Tuan Raksasa 6 konsep
Bagaimana caranya menggunakan kesempatan berdasarkan naluri? Keputusan harus cepat, jangan berpikir rumit. Sering Pak Tua bergumam demikian. Aku telah melakukan perhitungan yang tepat selama tujuh hari demi mendapatkan momen bagus seperti ini. Suasana sudah sepi. Si petugas keamanan sedang bersiap-siap menutup pintu dan gerak-geriknya terus dipantau oleh dua lanun tua yang sengaja datang menjelang bank tutup agar mendapatkan nomor antrian terakhir. Dua lanun tua siap membantu Pak Tua jika nantinya rencana yang telah kami persiapkan terkendala karena tindakan sok heroik si petugas keamanan.

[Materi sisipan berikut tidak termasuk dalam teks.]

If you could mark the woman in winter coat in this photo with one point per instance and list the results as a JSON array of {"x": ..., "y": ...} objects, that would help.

“Antrean tiga ratus, silakan, Bapak.” Suara panggilan dari seorang wanita muda yang duduk di belakang meja teller terdengar merdu.
Aku masih mengintip, mengamati situasi di dalam ruang utama bank ini melalui celah ventilasi pintu toiletnya. Letaknya agak tersembunyi di ujung lorong kecil dalam bangunan ini. Saat ini tidak ada nasabah lain selain dua lanun tua. Yang terlihat di dalam ruangan seperti yang sudah kami perkirakan, hanya seorang petugas keamanan berpistol laser, seorang wanita muda yang sedang memperhatikan monitor komputer, dan Amir yang sedang menghitung uang di depan lemari besi.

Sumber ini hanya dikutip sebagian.